In line with this, you’ll need to make sure that the information being gathered or processed on your behalf by cloud services is limited to what’s strictly necessary. For example, if you only need to know a website visitor’s IP address, then that’s the only information you should require them to provide.
Get Specific With How Data Is Used
Following on from the previous point, in drafting the consent forms which request permissions for various data points to be gathered and used – and in designing analytical or other processes working with these data points – compliance with GDPR will be that much easier if you impose a strict discipline of your own.
With cloud applications and services, this means ensuring that data on individuals is collected and used for a specific purpose – and only for that reason.
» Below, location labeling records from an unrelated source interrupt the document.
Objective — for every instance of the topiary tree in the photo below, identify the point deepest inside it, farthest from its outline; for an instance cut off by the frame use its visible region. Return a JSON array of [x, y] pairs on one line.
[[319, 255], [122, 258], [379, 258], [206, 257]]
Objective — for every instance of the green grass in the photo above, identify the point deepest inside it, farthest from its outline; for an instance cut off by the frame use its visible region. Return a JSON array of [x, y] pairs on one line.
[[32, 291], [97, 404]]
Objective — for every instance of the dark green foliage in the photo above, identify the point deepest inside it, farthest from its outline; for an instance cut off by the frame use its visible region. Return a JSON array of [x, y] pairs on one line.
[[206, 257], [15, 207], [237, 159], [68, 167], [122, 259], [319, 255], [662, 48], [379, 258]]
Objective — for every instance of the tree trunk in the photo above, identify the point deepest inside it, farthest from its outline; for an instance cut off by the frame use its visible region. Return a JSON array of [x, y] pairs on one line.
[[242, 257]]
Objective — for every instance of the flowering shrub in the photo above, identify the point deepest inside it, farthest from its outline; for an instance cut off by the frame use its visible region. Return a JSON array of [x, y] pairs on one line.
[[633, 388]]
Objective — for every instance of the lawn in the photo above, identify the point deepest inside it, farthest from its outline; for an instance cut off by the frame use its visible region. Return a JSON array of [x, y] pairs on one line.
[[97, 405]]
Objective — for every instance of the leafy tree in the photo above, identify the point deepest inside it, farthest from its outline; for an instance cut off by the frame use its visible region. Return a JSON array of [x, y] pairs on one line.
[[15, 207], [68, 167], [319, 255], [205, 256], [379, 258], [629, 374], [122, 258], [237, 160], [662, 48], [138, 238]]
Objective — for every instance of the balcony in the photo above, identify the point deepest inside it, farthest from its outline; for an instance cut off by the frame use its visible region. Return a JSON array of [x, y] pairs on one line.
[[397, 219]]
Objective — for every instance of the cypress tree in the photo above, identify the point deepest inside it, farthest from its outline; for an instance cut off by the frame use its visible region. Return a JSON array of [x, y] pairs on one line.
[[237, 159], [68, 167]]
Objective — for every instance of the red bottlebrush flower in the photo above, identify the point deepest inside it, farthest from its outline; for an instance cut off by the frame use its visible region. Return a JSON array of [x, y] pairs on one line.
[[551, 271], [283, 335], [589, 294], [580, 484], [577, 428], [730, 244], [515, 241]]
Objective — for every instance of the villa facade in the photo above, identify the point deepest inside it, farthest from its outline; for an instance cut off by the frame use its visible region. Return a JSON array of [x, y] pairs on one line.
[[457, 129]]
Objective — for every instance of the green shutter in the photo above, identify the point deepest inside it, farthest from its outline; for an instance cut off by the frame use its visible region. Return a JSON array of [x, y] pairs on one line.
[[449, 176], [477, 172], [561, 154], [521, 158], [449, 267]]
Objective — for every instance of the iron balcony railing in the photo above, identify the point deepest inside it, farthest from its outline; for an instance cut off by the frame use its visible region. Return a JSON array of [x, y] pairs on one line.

No follow-up emails pulling in third-party advertisers. No selling on to marketing networks, storing for “research purposes”, or other conditions that may allow information to fall into the wrong hands – and outside your compliance remit.
Keep Only What’s Necessary
With GDPR effectively guaranteeing European users access, erasure, or even editing rights to the information you gather from them – and setting specific conditions and time limits for disclosure and deletion – it’s in your best interests to ensure that any personal data that your organization has in storage at a given time is both limited in scope, and able to be disposed of at a moment’s notice.
This can be facilitated by negotiating agreements with your cloud providers allowing for the immediate disposal of information that the provider holds, once your contract expires. Making sure that data held in storage is kept to a minimum also reduces the risk of exposure due to security breaches or hacking events.